Although the Greeks noted the effects of light traveling through naturally occurring pinholes over two thousand years ago, it has only been 161 years since Sir David Brewster of Scotland took the very first pinhole camera photograph. A pinhole camera is created by constructing a light-proof container (often a shoebox) with a tiny hole in one side. Much like the workings of the human eye, when light travels through the hole an inverted image is projected onto the back side of the box. When fitted with film or photographic paper the simple container can capture this image “negative” for development. There is a complex science behind the creation of a perfect pinhole photograph that takes into account the brightness of the environment, the size of the pinhole, and the distance between the hole and film or paper, but many pinhole enthusiasts prefer to master their craft through trial and error instead.
I have always been fascinated by photography and I’ve never forgotten how much I liked working in the darkroom during middle school photography class. In high school I pursued music to fulfill my arts requirements, but a part of me has always remained partial to photographic art. I was in my early twenties when digital cameras became the standard and I remember being thrilled with the ability to take as many pictures as I desired without having to worry about the cost of developing them later. Those early cameras were huge and heavy, and nothing like the sharp high megapixel devices of today — my cellphone takes pictures ten times better than the ones I captured with my first digital camera (which I believe put me out something close to $500!).

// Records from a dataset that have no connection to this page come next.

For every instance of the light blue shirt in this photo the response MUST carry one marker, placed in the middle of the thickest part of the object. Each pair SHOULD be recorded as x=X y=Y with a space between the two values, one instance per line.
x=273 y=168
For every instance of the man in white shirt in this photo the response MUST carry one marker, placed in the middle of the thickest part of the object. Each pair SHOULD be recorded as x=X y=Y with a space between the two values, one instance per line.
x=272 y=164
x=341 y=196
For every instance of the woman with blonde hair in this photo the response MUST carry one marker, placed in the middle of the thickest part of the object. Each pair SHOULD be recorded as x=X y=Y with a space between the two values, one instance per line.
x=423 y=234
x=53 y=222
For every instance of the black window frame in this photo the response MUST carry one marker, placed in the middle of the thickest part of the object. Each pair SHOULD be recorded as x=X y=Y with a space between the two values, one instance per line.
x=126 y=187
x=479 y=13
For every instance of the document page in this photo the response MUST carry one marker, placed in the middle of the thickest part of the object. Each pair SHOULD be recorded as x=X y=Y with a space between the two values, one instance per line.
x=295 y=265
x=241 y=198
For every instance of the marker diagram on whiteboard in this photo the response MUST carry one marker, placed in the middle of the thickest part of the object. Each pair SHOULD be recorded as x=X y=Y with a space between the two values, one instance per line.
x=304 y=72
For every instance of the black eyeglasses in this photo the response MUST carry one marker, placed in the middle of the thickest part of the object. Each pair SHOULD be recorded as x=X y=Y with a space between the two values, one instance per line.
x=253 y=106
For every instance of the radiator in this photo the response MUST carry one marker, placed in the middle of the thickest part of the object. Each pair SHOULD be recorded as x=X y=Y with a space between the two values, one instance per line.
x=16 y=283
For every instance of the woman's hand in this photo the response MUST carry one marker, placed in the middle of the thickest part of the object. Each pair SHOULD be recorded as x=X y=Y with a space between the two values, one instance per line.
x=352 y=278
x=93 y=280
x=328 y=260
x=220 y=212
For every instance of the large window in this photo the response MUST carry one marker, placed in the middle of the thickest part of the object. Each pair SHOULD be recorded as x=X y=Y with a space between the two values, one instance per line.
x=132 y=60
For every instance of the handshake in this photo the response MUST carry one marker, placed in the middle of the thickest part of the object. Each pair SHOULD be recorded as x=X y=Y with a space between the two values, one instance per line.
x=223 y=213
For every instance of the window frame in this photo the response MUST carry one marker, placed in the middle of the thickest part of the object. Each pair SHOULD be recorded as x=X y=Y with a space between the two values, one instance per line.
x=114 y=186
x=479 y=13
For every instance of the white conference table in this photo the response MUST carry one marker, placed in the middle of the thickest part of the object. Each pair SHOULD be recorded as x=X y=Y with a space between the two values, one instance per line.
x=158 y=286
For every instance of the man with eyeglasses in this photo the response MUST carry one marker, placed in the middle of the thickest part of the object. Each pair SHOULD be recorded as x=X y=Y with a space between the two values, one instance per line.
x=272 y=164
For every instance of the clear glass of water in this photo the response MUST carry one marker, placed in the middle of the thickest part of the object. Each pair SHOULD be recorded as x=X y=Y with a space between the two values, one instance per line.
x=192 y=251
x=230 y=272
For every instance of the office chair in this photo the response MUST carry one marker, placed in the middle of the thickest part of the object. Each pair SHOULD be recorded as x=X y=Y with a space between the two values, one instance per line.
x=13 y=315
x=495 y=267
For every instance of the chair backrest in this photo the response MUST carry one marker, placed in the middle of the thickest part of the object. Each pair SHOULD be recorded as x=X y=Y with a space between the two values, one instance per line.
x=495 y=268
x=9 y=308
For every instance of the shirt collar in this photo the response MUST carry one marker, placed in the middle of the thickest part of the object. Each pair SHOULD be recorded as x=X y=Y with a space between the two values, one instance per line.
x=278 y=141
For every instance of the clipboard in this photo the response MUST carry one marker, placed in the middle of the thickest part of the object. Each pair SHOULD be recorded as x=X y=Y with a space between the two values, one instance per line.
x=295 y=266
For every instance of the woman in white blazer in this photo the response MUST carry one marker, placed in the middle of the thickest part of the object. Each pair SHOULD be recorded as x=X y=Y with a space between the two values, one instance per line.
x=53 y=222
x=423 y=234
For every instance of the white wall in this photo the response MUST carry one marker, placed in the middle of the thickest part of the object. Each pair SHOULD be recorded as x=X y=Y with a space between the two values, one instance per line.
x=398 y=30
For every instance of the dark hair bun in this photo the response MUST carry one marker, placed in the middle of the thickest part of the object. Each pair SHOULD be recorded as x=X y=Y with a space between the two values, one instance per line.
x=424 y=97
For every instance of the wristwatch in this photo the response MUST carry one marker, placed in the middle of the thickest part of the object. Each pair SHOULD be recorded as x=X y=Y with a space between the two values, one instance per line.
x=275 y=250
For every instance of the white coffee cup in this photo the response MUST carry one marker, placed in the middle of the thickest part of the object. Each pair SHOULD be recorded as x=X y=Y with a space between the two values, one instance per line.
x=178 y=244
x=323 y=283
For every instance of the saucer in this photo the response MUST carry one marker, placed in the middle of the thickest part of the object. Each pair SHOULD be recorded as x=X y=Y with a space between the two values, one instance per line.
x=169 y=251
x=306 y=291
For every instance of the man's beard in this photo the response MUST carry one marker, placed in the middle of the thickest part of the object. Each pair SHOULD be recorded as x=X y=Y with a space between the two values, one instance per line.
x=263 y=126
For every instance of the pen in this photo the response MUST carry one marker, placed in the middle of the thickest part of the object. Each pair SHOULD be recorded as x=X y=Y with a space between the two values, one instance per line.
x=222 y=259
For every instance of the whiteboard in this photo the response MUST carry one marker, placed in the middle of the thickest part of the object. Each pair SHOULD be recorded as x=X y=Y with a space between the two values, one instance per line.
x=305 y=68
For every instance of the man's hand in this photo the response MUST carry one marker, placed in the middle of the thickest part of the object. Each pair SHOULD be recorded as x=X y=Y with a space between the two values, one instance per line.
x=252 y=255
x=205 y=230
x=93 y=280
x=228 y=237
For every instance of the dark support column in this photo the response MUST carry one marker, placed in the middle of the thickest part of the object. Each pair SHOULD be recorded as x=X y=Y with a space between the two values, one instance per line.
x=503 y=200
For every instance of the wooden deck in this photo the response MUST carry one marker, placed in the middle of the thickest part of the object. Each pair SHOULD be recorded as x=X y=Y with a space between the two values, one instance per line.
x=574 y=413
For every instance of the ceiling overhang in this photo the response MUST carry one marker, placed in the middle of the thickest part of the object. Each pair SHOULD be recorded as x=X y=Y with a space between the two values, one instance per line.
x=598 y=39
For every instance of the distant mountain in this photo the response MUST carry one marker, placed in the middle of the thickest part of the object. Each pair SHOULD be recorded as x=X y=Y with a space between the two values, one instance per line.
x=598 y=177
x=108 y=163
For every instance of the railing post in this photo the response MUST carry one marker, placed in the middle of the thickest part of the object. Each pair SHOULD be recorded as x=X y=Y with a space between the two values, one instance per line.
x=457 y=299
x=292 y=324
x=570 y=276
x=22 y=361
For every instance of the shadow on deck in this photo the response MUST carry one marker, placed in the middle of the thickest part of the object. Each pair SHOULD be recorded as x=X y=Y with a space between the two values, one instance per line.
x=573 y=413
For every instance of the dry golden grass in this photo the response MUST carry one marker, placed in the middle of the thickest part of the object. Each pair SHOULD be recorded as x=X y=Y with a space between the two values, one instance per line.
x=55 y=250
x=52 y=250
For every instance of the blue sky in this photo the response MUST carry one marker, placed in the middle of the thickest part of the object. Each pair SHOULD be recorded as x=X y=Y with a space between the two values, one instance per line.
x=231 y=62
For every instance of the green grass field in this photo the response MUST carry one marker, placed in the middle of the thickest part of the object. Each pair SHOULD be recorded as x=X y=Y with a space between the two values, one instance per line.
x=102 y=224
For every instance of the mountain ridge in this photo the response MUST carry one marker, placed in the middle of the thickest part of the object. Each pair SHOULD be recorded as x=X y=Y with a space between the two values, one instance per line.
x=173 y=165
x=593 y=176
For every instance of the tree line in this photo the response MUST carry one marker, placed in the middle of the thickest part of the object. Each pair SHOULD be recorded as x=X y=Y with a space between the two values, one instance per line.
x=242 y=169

While I have enjoyed photography in a sort of passive way, Chris is an active aficionado. He has a wonderful Nikon camera that he totes around to all of our family events and on many of our daily celebrations. As a trained graphic designer he’s very much the artist of the family and is perfectly happy spending the morning taking pictures of his car or wandering through downtown Fredericksburg to capture some shots. Between my fondness and his passion for photography we have both been looking forward to celebrating World Pinhole Photography Day for quite some time.